So one thing that some people know about me is that every week I spend a lot of time sitting in the offices of a university's science department with not much to do and somedays I learn some interesting things. Yesterday was one of those days as I overheard a conversation between two professors.
The biggest thing that I took out of this conversation and the thing that all of you should understand is the saying all models are wrong but some are useful. This is not just a saying but it undeniably a statement of fact, anyone who has ever looked at a weather forcast then been surprised about what the weather was the next day should recognize this, forcasts are models that are never 100% accurate.
The problem that came up in the conversation these professors where having was that this saying that they teach everyone who takes a 100 level science class has been forgotten, in fact in the context of scientific research that is relevant to current events it has become politically incorrect to suggest that the models which many of today's public policies base themselves off of could be wrong despite the fact that we now have actual data proving that these sorts of models from under a year ago are wrong.
I am currently in a data science class, data science is really just a fancy term for making and analyzing these models which are always wrong. The scariest thing that I have come to realize in this class is that there is no emphasis on the fact that these models are always wrong, instead we are taught to use terms such as "this model has an 85% level of accuracy" or "this projection has a standard of error of 4%". Terms like these are missleading and deceptive. Here's an example:
So last week in my data science class we had an assignment where we were given a dataset provided by Spotify that contained the attributes of a ton of songs from the last century and a rating of how popular they are for current Spotify users. We were tasked with building models using this data to predict whether or not a model would be a hit and whether or not it would flop. My group produced two models for this assignment, one that has a 74% level of accuracy and one that had an 86% level of accuracy. Guess which one of these I would say is more reliable. If you guessed the one with higher accuracy you're wrong.

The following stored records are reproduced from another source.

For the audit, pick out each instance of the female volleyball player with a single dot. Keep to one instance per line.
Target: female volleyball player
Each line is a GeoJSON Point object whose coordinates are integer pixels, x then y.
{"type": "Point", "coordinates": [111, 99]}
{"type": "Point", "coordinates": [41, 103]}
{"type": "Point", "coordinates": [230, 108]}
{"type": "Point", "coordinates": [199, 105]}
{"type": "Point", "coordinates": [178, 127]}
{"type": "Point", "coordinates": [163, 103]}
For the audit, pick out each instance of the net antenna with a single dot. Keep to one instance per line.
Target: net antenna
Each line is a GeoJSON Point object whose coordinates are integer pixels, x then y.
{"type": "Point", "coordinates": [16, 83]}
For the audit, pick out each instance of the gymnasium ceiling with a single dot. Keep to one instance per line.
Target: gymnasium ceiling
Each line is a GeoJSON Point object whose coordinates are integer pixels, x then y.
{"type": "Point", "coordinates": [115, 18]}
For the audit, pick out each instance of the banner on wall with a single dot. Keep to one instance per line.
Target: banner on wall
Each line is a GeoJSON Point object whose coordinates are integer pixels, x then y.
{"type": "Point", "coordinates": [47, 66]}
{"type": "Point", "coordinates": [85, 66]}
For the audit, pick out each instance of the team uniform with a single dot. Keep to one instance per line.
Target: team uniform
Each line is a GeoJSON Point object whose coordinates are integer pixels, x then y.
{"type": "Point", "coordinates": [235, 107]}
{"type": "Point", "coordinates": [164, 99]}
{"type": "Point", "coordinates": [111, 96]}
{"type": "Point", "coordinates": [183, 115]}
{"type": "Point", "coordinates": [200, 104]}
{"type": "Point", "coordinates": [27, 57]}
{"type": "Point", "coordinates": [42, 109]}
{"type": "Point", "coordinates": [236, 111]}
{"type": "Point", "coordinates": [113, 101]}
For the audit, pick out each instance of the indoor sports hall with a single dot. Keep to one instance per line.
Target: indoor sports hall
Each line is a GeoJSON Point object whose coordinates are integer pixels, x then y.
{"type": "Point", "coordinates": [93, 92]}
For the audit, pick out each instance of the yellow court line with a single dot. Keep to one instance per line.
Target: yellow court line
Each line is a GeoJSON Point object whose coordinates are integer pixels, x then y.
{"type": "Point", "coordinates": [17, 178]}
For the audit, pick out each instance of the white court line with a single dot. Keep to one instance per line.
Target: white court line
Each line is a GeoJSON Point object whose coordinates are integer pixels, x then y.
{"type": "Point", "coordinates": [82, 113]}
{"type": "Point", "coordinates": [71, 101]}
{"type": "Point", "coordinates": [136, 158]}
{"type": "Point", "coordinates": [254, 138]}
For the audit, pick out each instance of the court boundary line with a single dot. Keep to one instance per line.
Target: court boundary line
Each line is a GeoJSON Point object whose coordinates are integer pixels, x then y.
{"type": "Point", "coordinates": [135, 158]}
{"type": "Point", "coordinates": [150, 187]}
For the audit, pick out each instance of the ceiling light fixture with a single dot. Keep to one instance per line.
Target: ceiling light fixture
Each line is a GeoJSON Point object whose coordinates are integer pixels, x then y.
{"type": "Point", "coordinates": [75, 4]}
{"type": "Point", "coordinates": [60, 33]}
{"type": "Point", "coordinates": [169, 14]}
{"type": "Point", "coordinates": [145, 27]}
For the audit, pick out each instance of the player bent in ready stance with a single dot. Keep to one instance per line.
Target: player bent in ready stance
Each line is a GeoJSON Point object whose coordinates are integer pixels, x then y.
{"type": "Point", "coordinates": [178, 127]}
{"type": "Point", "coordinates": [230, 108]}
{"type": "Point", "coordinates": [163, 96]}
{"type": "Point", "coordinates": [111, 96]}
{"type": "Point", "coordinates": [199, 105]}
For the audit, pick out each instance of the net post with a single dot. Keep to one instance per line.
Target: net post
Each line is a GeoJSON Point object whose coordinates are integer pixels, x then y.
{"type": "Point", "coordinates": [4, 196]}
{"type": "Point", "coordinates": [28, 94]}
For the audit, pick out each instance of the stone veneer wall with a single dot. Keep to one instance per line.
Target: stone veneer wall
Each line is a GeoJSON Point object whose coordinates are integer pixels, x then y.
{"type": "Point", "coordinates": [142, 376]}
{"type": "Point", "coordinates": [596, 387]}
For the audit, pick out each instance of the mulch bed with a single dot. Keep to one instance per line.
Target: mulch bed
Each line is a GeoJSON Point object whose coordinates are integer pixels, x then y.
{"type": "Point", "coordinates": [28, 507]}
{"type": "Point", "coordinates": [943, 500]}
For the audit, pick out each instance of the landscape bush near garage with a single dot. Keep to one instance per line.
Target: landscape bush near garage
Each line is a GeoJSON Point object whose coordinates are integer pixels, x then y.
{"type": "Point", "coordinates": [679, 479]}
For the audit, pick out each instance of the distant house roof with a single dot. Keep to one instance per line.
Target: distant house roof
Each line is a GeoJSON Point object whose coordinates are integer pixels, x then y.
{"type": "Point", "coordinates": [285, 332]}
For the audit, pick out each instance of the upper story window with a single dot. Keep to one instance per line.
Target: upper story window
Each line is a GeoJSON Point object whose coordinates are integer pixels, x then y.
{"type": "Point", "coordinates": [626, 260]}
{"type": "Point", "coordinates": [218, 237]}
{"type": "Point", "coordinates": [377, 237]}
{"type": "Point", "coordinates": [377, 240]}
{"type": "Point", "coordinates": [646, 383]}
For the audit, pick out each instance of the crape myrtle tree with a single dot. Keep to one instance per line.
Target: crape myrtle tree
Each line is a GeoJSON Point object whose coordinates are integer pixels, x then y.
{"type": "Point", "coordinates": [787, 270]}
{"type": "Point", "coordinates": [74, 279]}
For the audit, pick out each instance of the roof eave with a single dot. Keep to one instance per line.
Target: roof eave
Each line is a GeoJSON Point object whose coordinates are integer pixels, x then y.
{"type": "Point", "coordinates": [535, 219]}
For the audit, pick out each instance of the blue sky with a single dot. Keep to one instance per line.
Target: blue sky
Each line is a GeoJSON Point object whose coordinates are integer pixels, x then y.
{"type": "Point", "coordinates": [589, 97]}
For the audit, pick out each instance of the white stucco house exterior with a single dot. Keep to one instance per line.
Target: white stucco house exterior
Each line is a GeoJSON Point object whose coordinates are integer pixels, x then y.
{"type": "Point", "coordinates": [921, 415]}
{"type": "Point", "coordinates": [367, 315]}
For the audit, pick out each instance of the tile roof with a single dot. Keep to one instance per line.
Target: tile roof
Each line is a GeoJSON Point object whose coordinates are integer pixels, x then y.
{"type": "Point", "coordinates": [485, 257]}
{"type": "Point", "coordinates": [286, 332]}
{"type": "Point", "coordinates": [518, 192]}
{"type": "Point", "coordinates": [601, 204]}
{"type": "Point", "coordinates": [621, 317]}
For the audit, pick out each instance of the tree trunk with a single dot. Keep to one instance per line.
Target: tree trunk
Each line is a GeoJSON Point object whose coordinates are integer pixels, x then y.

I was the one in my group in charge of creating the model to project what new songs would be total flops, before I started building any model I did a few things to be able to visualize and better understand the data I had been given. I found two things, the first of which we had already been warned about. First Spotify rates song's popularity based on their current popularity rather than their historic popularity, so the popularity factor in that data was biased twards more recent songs, and second, with the exeption of 2020 only the most popular songs of a given year were included in the data set. I concluded that the data we had was great for a model to precict hits but would be of little use in predicting flops because with the exeption of 2020 songs noting in the data set was a flop. So I based my model off of only the 2020 data then spent two paragraphs explaining why that model should be used with caution.
The scary part about this was that I was the only one in the class who had spent the time to make these observations, since most people doing that sort of thing (especially students) will just go ahead and assume that the data they have is suitable for what they want to do with it. The even scarier part about that was that after overhearing that conversation between the two professors about all models being wrong, I realized that I was never taught to explain why certain models should be used with caution. In today's society we are taght to emphasize our strengths and ignore our weaknesses.
All models are wrong, but some are useful. If anyone ever wants you or the government to do something based on a model be exteremly skeptical. Science has always been political, and models are always wrong.